In Lib/wsgiref/handlers.py at 260 (def _convert_string_type(self, value, title):) it is necessary to add the same fix as in #143916 requested as well (credits to @sethmlarson 👍). This references #143917 and #144118 and already includes the latest fix for the inclusion of HTAB, additions to this in form of tests will automatically be added by merging #144118.
There are some differences to wsgiref.headers.Headers that I made because I chose the default status of "name" to be "True" instead of false as "True" includes one more disallowed character for safety in future use cases if not defined otherwise, but I also added "name=True" even if not necessary in use cases just for safety for another case (if the default case was changed in order to produce similarity to wsgiref.headers.Headers while I'd recommend to change wsgiref.headers.Headers). I've also made an addition to the raised "ValueError" including "values" (without a further description of the very exact in- and exclusions like HTAB because this doesn't seem to be user-sided relevant to me) and I've used a slightly shorter internal form for the variables (which can be changed if wanted, but it's just style).

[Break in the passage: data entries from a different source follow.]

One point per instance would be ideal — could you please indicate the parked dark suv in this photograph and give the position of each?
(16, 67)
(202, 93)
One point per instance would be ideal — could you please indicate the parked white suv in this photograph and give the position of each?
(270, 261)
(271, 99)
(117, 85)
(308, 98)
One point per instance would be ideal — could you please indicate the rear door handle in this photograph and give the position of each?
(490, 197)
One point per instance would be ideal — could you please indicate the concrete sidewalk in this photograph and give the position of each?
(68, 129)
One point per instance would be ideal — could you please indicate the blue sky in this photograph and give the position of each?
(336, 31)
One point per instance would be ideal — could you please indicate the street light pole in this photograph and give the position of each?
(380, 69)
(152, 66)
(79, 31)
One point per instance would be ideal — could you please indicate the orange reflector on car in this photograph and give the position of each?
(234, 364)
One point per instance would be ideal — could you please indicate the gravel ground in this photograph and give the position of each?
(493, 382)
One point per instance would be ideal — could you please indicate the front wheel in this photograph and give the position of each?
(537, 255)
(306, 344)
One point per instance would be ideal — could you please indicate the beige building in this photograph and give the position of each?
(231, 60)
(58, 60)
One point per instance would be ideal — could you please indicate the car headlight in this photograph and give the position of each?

Important note: I was / am not quite sure about these changes as they were not tested, but I'm highly confident that this should be correct as it (mostly) bases on changes which were already made in other PRs (or at least in one other PR because this is the only merged one (but this also refers to a "non-merged" PR, so has to be concretized in that way)). And another important aspect is that I was not quite sure about the "status" (whether my classification is correct here as a "non-name value" when considering the handling of the characters, so please correct me if I'm mistaken (and I wasn't quite sure as well at the question whether potentially there should be added some different disallowed characters for this or some disallowed be removed, so please correct me if I'm mistaken)). Please also correct me if I'm mistaken in general anywhere in this PR (maybe this isn't even necessary for this case and I'm completely mistaken because this wasn't tested, but I'm pretty confident just from looking at the code).